Charles Marino’s Queens business, Marino & Sons Fish Market, was without power for about four days, then restocked its merchandise Monday morning after partial power returned over the weekend. On Tuesday, the power went out again.

Marino said the blackout damaged his commercial refrigerators, ice machines and other equipment – and the second outage alone caused him to toss about $25,000 worth of rotting fish.

“This store went through the Depression, through the World War, through 9/11,” said Marino, the fourth generation of his family to run the business. “I’ve never seen anything like this.”

Among those who went without lights, air conditioning and refrigeration in Queens was Christos Padadopoulos, whose family lost much of its food due to the blackout.

“I’m angry with the mayor and Con Ed,” he said Wednesday. “It happens only to the poor workers and immigrants in Astoria.
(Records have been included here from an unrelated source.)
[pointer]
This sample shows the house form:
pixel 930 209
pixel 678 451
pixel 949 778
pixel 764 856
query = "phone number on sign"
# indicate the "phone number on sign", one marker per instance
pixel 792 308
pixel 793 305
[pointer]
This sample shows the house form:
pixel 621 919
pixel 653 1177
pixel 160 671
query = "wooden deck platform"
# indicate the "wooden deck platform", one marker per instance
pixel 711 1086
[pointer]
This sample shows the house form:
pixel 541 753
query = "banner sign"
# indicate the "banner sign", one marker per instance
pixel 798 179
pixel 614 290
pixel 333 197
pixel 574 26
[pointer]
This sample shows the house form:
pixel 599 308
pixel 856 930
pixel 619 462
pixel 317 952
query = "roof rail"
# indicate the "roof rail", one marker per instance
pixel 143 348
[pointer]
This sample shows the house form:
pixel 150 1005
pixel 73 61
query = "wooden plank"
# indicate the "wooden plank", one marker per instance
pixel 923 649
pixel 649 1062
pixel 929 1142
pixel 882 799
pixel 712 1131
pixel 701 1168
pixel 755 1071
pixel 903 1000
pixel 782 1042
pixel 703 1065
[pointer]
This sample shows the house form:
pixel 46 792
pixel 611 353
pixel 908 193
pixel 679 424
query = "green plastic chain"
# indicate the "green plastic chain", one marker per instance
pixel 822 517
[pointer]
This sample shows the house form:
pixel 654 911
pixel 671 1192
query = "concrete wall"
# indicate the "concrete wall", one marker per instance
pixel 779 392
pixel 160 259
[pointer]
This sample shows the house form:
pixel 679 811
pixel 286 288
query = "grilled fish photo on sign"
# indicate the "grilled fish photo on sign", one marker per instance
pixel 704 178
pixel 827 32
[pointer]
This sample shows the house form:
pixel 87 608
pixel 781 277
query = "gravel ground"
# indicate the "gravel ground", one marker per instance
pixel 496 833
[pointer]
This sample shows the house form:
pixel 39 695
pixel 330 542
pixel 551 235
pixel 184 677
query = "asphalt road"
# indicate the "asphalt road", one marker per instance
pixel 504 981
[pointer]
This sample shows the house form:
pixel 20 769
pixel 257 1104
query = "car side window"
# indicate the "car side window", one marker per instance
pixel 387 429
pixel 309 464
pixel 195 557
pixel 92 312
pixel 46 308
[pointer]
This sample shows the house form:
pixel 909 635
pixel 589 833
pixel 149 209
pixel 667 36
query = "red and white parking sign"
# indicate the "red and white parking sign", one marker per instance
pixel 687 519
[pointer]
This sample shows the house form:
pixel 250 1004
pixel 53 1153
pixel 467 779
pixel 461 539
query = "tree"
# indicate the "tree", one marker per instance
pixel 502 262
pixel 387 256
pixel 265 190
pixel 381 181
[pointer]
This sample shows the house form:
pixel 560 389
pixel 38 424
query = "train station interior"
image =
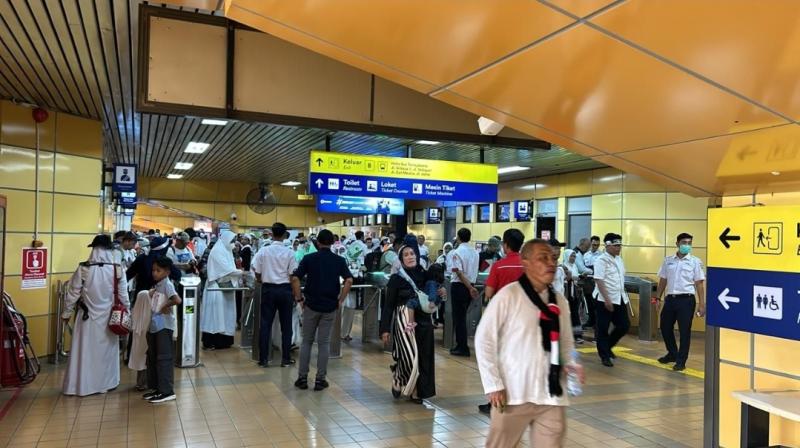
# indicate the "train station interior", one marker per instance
pixel 240 131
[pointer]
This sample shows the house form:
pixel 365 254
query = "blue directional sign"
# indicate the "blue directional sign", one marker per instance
pixel 124 178
pixel 761 302
pixel 438 190
pixel 360 205
pixel 522 211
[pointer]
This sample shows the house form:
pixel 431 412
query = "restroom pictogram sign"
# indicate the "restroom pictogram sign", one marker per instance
pixel 34 267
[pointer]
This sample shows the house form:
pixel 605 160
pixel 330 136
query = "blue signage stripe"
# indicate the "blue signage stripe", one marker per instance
pixel 338 184
pixel 760 302
pixel 360 205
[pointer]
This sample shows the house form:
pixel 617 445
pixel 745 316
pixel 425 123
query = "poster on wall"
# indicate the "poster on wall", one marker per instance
pixel 434 216
pixel 503 212
pixel 34 267
pixel 522 211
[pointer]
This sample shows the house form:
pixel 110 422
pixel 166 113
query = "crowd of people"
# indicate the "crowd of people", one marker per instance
pixel 540 301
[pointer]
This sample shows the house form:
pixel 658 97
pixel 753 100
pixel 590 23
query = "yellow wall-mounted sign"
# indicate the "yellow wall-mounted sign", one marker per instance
pixel 756 238
pixel 401 168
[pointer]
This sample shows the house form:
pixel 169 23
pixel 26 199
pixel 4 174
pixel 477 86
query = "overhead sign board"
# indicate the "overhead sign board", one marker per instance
pixel 124 178
pixel 522 211
pixel 404 178
pixel 360 205
pixel 34 267
pixel 754 270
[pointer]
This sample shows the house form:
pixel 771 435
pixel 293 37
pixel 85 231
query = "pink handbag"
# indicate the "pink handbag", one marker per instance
pixel 120 320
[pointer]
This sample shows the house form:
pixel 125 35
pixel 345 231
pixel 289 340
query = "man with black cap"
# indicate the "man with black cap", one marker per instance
pixel 612 300
pixel 328 281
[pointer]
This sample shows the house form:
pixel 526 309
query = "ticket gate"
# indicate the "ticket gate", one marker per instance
pixel 187 347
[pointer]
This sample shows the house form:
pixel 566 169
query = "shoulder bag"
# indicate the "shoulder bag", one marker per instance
pixel 120 320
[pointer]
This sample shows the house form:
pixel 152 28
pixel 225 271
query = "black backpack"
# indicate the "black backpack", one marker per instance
pixel 372 261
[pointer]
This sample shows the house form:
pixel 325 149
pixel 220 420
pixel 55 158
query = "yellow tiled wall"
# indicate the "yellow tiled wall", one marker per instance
pixel 70 178
pixel 761 362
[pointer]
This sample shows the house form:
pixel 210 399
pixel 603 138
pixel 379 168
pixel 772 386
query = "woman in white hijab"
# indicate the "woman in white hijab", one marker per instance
pixel 218 308
pixel 94 356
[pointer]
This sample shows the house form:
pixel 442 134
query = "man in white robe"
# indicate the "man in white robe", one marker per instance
pixel 94 356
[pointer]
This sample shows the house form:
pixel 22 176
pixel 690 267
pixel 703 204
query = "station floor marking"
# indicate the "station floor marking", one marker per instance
pixel 625 353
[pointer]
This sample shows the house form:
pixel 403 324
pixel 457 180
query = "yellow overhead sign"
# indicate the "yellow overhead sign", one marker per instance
pixel 402 168
pixel 756 238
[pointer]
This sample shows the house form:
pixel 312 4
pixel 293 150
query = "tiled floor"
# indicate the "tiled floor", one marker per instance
pixel 232 402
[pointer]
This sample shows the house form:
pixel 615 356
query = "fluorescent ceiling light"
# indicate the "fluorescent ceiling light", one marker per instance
pixel 196 147
pixel 512 169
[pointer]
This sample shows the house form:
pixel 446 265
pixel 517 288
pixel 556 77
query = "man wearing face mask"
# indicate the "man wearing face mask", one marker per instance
pixel 682 276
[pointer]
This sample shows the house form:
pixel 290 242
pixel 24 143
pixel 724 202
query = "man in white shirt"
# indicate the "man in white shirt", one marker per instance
pixel 609 278
pixel 464 269
pixel 424 251
pixel 559 279
pixel 527 317
pixel 682 276
pixel 273 265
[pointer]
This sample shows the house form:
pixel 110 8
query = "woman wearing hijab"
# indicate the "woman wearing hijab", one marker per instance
pixel 218 308
pixel 412 332
pixel 94 359
pixel 573 292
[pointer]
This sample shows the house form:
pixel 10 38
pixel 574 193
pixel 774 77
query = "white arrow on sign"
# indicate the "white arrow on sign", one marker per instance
pixel 725 299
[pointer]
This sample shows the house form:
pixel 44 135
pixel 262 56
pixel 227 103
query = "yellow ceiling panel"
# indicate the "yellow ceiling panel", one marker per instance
pixel 599 91
pixel 748 46
pixel 731 164
pixel 435 42
pixel 523 126
pixel 580 8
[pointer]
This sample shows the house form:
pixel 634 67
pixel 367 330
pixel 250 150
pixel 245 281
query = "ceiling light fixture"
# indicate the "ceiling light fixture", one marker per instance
pixel 512 169
pixel 196 147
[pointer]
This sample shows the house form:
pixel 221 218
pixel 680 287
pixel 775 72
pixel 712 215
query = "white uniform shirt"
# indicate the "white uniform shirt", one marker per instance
pixel 510 326
pixel 681 273
pixel 559 280
pixel 590 257
pixel 611 271
pixel 465 259
pixel 275 263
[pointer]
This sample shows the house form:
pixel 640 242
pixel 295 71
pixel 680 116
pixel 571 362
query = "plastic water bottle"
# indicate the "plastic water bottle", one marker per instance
pixel 574 386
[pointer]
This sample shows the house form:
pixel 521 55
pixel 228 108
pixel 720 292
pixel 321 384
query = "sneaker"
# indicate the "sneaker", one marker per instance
pixel 666 359
pixel 149 395
pixel 161 398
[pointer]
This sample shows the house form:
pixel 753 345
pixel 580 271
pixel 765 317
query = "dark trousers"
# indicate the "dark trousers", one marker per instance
pixel 461 300
pixel 160 361
pixel 588 290
pixel 678 308
pixel 618 317
pixel 275 299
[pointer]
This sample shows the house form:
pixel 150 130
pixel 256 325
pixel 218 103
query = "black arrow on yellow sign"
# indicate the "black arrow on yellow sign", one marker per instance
pixel 724 237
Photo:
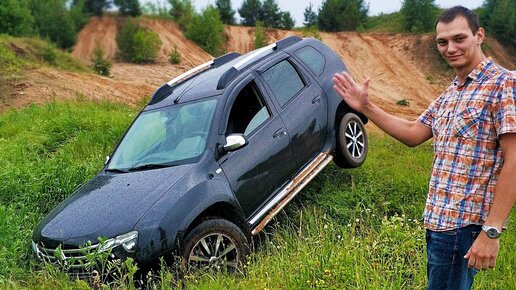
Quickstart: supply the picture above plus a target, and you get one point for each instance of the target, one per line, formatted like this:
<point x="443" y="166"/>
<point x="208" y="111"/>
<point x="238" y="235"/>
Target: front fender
<point x="171" y="217"/>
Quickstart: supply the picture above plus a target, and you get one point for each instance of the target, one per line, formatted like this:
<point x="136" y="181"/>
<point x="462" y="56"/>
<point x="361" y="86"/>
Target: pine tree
<point x="287" y="21"/>
<point x="227" y="14"/>
<point x="250" y="12"/>
<point x="270" y="14"/>
<point x="310" y="16"/>
<point x="418" y="15"/>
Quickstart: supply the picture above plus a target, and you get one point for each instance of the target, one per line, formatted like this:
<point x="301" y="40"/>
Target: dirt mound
<point x="401" y="67"/>
<point x="99" y="31"/>
<point x="103" y="30"/>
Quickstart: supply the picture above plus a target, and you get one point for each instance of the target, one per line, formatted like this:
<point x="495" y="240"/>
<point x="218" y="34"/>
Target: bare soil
<point x="401" y="67"/>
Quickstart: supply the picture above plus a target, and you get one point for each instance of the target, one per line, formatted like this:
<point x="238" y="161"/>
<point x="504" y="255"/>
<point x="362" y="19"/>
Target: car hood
<point x="106" y="206"/>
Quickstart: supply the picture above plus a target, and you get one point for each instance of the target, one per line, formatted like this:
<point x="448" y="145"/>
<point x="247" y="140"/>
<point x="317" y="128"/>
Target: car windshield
<point x="165" y="137"/>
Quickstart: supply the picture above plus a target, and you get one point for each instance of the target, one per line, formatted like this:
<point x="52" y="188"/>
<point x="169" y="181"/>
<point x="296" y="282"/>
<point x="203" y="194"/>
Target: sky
<point x="297" y="7"/>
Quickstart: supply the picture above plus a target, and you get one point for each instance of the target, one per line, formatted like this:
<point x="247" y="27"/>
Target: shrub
<point x="137" y="44"/>
<point x="207" y="30"/>
<point x="175" y="56"/>
<point x="15" y="17"/>
<point x="403" y="102"/>
<point x="48" y="53"/>
<point x="100" y="64"/>
<point x="259" y="36"/>
<point x="54" y="21"/>
<point x="311" y="31"/>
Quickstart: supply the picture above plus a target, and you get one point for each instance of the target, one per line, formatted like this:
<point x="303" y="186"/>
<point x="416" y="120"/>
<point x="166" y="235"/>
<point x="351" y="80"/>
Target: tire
<point x="352" y="142"/>
<point x="217" y="245"/>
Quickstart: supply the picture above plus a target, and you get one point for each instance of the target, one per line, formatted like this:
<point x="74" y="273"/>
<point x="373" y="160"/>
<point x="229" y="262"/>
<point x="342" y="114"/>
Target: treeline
<point x="56" y="20"/>
<point x="61" y="20"/>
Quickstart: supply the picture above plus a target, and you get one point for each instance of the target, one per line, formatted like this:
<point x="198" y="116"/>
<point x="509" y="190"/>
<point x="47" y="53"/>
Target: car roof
<point x="211" y="78"/>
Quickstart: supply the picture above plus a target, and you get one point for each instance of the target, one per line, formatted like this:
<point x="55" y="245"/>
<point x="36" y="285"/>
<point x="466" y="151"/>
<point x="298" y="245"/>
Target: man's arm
<point x="484" y="251"/>
<point x="411" y="133"/>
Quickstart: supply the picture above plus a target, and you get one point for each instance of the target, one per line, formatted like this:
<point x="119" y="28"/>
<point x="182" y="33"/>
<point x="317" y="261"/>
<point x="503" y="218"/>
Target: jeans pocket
<point x="474" y="235"/>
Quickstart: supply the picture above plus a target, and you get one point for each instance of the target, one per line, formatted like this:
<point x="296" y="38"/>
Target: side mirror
<point x="233" y="142"/>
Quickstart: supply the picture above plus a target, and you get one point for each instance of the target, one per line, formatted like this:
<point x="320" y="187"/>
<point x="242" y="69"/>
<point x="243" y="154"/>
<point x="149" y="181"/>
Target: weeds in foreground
<point x="348" y="229"/>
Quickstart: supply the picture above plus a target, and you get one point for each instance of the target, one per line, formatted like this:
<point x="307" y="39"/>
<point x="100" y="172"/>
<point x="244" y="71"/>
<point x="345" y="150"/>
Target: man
<point x="473" y="124"/>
I also got a fever and almost fainted it was so hot.”

As residents sweltered through some of the hottest days of the year and estimated business losses climbed into the millions of dollars, the state Public Service Commission said it planned a full investigation of the blackouts, including four Queens public hearings Aug. 9-10.

“I have directed staff to meticulously go through the events of last week to determine whether the company’s actions and response were appropriate,” said William Flynn, chairman of the agency responsible for overseeing New York’s utilities.

State and local politicians have already lashed out at the utility for its early underestimation of the number of people affected.

On Friday, the utility revealed that the Queens blackout was 10 times worse than it originally reported. The utility has promised to deliver a report on the blackout within two weeks.

The first lawsuit against the utility was filed Tuesday by a Queens woman who claimed she couldn’t contact a doctor after her 2-year-old fell ill during the blackout. Sandra Boyle seeks unspecified damages for emotional and physical distress.

“I’m very fed up with the whole thing,” she said. “In this day and age – it’s not a Third World country that we live in.”

Utility spokesman Chris Olert would not comment on the lawsuit.

He said the blackout could have been shortened if Con Ed managers had decided to temporarily shut down the area’s network. That would have cut the power to a much larger swath of Queens, but it would have prevented further damage and made it easier to bring all customers back on line more quickly.

Con Ed officials defended the decision not to shut down the network.